If not, do you know of any good quality, purse-like carriers that are comfortable and safe for these little ones? I'm not a big fan of Kwigy Bo bags and I don't really like bowler shaped bags.


----------



## ilovemymaltese (Oct 9, 2008)

OOPs
here's the lucky collection


----------



## mimi2 (Mar 29, 2005)

I like the Lucky collection better. I have Coach carriers for my two. I'm thinking about getting another one for Willie....but those scream there's a dog in here! There is a bag called "Charlie" that is super cute but can't remember who its made by. Reminds me of Marc Jacobs.


----------



## mamamia (Jul 26, 2008)

I like the first one in the picture. I dont think it looks like a dog carrier. I have a Kwigy bo Alex bag and Ive taken Mia into Walmart without anyone knowing. I think the kwigy bo bag looks more like a dog carrier than the one your asking about.


----------



## tamizami (May 1, 2007)

I have the Genvieve bag....originally picked up the Lucky bag, but the dog can stick its head out of the top and the bag is so big, that I was afraid it would tip over and spill the dog out! I like the Genvieve bag, you can't tell that its a dog bag at all and its more secure than the Lucky bag. I also have the Petote Metro II in black leather, SUPER discrete. Looks like a high end purse, but they also have a company that makes diaper bags that look like purses (Mia Bossi). I love this bag for stylish occasions.

I also have a bunch of Kwigy-Bo bags: Alex, London, Alyson, Charlie.....these are my fav everyday bags because they have multiple outside pockets for carrying my small wallet and cell phone, car keys, treats. The Metro bag also has roomy outside pockets.

Hope you find the right bag for you! Be careful, they become an addiction like purses.


----------



## CloudClan (Jan 31, 2007)

I have indogneeto bags. They are not like purses, but they have great ventilation and are quite good at keeping pups hidden.


----------



## jmm (Nov 23, 2004)

I also have the Indogneeto and you cannot tell the dog it in it but it has MUCH better ventilation than other bags.


----------



## ilovemymaltese (Oct 9, 2008)

Thanks everybody!
I would like the Kwigy-Bo bags but I wanted to let Gigi's head to poke out, and I don't think any Kwigy-Bo allow the dogs head to poke out because they only have mesh windows. But I can be wrong, I'm just judging from the pictures. Otherwise I like the Kwigy-Bo bags.


----------



## Missy&Maggie (Jun 17, 2007)

I have two kwigy-bo carriers which I love and are super discreet. The kwigy-bo carriers aren't very stiff, so it is very easy to unzip the top let there head out.

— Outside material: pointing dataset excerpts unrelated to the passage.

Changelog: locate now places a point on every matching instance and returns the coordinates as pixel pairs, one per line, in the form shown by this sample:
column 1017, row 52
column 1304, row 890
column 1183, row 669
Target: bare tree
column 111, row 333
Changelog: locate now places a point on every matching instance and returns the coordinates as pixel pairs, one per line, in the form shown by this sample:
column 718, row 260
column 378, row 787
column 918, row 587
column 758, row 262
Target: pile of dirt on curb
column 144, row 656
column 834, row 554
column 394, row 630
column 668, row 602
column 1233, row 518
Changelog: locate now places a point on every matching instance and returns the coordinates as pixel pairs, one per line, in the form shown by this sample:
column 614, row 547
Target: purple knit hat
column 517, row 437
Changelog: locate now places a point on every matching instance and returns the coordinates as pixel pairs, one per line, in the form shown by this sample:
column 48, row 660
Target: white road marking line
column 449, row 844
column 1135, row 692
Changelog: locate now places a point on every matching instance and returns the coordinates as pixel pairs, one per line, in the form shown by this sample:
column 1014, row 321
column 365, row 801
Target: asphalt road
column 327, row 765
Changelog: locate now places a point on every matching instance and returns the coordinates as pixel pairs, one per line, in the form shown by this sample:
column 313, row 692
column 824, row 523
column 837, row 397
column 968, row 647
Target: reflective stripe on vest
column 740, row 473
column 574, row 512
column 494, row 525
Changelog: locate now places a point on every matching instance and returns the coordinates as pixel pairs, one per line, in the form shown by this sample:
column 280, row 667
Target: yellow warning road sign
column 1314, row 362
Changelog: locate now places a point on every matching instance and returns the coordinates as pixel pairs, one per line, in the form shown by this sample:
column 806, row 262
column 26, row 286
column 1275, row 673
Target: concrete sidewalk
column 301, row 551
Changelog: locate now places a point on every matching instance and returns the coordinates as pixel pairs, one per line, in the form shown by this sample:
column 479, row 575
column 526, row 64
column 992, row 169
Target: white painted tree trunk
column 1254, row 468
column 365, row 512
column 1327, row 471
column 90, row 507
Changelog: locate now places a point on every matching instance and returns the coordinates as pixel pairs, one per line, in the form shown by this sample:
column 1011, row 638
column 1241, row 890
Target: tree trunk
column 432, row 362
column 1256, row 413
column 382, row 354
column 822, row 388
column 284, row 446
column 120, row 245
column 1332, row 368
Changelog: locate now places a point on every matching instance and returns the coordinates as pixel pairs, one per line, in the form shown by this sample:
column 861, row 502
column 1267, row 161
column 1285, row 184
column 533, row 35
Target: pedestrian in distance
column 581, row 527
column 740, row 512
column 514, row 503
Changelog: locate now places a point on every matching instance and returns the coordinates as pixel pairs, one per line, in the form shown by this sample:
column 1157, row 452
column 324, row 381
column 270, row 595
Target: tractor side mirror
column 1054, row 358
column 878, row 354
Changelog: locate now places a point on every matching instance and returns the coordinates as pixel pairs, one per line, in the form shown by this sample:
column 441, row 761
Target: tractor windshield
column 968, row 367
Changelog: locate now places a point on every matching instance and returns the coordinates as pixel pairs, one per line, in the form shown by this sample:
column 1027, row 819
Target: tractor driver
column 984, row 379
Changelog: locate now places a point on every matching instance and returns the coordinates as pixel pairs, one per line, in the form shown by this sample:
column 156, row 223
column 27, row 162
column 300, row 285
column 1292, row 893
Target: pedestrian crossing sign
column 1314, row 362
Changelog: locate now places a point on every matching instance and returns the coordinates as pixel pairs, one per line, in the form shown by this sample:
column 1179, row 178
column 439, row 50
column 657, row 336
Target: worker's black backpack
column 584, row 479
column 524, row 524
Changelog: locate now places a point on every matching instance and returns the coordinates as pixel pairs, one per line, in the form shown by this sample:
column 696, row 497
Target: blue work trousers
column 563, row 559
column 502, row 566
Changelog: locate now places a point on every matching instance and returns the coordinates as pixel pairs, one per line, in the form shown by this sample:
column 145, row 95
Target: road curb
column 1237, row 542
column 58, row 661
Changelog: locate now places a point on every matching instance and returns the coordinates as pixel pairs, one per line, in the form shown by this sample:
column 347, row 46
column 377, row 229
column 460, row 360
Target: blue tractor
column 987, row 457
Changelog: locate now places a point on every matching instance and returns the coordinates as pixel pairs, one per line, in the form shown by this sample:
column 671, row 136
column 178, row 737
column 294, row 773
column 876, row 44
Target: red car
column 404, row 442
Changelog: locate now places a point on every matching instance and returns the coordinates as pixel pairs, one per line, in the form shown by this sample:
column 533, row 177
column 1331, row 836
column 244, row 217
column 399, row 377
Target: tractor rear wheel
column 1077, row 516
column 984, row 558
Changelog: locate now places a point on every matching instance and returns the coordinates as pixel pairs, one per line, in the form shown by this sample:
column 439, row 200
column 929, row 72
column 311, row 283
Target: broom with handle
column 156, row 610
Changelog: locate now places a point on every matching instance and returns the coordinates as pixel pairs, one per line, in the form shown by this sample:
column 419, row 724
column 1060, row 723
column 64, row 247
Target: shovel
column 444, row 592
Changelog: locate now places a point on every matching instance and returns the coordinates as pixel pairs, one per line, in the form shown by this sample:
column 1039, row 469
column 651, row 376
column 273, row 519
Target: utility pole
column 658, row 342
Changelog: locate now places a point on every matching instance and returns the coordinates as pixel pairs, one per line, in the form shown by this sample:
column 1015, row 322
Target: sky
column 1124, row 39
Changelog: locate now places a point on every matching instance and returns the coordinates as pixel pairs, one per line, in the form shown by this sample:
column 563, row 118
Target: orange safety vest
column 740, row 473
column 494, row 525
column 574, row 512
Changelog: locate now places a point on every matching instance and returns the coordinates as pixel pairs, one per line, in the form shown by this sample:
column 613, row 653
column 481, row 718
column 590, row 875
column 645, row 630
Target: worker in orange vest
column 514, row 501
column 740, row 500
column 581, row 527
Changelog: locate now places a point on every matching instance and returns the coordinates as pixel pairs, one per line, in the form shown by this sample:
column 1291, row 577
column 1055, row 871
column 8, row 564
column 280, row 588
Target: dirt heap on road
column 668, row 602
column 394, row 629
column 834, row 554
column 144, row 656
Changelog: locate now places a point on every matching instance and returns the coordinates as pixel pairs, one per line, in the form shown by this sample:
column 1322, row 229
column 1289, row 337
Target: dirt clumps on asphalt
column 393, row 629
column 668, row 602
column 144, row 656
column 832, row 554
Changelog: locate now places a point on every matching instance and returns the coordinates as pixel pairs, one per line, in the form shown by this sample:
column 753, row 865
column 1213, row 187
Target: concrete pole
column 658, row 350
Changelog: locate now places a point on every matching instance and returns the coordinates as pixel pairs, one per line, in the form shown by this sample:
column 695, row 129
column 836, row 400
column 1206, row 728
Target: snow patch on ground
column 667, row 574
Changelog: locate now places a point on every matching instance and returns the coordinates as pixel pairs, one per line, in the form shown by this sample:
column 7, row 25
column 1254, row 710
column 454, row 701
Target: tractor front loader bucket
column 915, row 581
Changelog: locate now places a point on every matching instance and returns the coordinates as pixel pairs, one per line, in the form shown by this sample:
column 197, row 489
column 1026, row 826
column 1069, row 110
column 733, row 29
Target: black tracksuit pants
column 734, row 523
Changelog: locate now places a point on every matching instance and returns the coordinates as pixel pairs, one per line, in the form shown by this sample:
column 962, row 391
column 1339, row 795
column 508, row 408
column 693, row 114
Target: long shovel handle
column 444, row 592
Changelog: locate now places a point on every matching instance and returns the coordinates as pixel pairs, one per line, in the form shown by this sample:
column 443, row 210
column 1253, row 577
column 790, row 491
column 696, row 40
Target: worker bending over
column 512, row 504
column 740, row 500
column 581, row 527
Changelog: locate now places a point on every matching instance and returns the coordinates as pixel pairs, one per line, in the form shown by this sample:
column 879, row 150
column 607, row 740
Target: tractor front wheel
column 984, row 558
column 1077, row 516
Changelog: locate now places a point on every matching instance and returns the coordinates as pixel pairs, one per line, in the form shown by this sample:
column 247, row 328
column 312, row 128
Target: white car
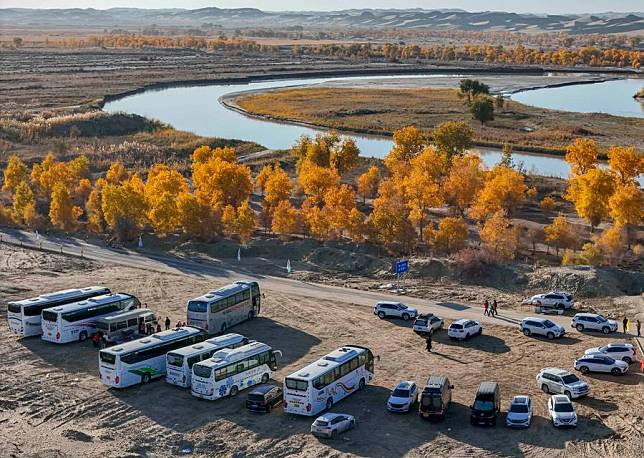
column 332, row 424
column 520, row 412
column 385, row 309
column 541, row 327
column 562, row 411
column 427, row 324
column 559, row 381
column 600, row 363
column 624, row 351
column 403, row 397
column 464, row 329
column 553, row 299
column 593, row 322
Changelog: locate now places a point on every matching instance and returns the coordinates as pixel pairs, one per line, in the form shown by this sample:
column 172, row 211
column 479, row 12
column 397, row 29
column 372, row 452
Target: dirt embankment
column 52, row 404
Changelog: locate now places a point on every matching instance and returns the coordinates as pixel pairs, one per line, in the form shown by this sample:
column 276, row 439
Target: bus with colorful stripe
column 77, row 321
column 142, row 360
column 323, row 383
column 221, row 309
column 24, row 318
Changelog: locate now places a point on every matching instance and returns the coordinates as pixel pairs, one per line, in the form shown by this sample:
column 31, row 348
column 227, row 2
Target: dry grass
column 381, row 111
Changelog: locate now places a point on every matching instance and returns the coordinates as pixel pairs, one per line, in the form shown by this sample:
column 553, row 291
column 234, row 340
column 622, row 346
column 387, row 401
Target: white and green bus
column 24, row 318
column 141, row 360
column 77, row 321
column 225, row 307
column 232, row 370
column 179, row 362
column 321, row 384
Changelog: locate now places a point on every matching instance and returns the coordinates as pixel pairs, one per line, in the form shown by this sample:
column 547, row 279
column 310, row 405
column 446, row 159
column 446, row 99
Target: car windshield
column 483, row 405
column 198, row 306
column 570, row 378
column 400, row 393
column 519, row 408
column 563, row 407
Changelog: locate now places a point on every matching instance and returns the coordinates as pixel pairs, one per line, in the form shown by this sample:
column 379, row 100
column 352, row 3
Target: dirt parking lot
column 52, row 404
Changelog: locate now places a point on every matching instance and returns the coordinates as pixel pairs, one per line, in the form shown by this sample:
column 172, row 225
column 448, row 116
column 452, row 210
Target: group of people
column 490, row 309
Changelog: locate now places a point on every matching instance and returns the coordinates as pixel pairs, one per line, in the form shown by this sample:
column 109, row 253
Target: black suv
column 264, row 397
column 435, row 398
column 487, row 404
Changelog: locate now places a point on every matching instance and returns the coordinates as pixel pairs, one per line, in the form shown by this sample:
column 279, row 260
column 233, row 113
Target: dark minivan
column 487, row 404
column 435, row 398
column 264, row 397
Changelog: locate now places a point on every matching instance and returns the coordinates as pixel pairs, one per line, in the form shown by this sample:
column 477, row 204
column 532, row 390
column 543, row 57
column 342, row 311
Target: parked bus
column 141, row 360
column 321, row 384
column 232, row 370
column 122, row 326
column 24, row 316
column 77, row 321
column 179, row 362
column 221, row 309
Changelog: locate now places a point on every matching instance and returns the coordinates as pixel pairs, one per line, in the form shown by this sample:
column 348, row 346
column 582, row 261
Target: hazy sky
column 541, row 6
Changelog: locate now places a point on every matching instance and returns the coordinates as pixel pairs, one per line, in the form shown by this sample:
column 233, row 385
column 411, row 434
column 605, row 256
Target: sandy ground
column 52, row 404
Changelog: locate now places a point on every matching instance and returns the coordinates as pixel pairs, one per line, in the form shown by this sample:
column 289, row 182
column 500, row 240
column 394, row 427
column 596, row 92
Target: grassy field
column 381, row 111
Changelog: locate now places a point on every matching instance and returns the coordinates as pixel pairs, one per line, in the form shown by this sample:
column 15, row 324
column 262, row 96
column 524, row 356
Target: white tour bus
column 232, row 370
column 77, row 321
column 179, row 362
column 24, row 316
column 141, row 360
column 221, row 309
column 321, row 384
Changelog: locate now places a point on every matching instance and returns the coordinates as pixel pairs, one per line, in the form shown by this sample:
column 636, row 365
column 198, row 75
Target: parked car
column 541, row 327
column 332, row 424
column 487, row 404
column 427, row 324
column 593, row 322
column 520, row 412
column 555, row 299
column 464, row 329
column 436, row 397
column 559, row 381
column 263, row 398
column 562, row 411
column 403, row 397
column 385, row 309
column 624, row 351
column 601, row 363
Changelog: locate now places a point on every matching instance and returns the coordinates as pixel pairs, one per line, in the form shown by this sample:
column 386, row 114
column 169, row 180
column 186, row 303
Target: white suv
column 625, row 352
column 541, row 327
column 560, row 381
column 593, row 322
column 555, row 299
column 386, row 309
column 464, row 329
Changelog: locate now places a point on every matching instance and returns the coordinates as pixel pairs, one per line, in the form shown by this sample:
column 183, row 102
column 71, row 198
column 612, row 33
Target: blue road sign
column 402, row 267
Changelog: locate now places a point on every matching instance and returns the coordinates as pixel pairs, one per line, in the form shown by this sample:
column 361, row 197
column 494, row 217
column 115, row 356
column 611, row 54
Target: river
column 197, row 109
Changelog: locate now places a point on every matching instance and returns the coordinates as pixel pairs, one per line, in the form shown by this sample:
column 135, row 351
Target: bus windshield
column 175, row 360
column 198, row 306
column 49, row 316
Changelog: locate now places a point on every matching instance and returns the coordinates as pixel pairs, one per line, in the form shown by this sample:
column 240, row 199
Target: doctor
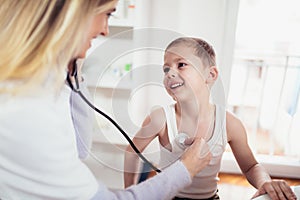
column 38, row 155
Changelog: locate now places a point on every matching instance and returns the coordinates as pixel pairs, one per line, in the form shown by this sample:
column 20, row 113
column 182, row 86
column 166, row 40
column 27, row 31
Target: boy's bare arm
column 254, row 172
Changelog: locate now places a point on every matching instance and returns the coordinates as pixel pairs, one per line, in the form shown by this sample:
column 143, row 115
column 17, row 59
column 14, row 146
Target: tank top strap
column 171, row 121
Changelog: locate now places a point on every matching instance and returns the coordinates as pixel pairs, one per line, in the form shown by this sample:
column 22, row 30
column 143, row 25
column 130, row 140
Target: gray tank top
column 204, row 184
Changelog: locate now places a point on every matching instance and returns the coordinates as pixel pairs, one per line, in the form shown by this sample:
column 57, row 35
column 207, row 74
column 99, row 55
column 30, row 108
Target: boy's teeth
column 176, row 85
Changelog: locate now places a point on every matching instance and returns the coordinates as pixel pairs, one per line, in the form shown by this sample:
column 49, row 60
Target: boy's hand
column 277, row 190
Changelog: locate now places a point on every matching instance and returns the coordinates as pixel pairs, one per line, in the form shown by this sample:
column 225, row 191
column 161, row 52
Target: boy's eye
column 109, row 15
column 181, row 65
column 166, row 69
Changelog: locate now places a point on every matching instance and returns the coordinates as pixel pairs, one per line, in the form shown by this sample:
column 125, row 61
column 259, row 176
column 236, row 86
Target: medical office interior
column 257, row 45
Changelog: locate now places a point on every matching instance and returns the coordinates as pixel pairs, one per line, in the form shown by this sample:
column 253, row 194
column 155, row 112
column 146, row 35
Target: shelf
column 110, row 136
column 121, row 23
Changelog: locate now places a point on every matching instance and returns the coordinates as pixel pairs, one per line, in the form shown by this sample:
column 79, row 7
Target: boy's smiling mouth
column 176, row 85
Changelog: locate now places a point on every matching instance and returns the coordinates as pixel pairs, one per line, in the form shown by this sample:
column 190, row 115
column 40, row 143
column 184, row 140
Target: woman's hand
column 277, row 190
column 79, row 64
column 197, row 156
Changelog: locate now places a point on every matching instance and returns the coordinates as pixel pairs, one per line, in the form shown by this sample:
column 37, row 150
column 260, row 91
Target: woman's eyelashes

Here is a link to a really good thread about the kwigy-bo carriers: http://spoiledmaltese.com/forum/index.php?...amp;hl=kwigy-bo
There also pics of Maggie in my Alex carrier in the thread.


----------



## ilovemymaltese (Oct 9, 2008)

Thanks Missy! That link was very helpful!! 
I guess I do like the Kwigy-Bo carriers, they are very cute!
Now I have a tougher decision to make! LOL


----------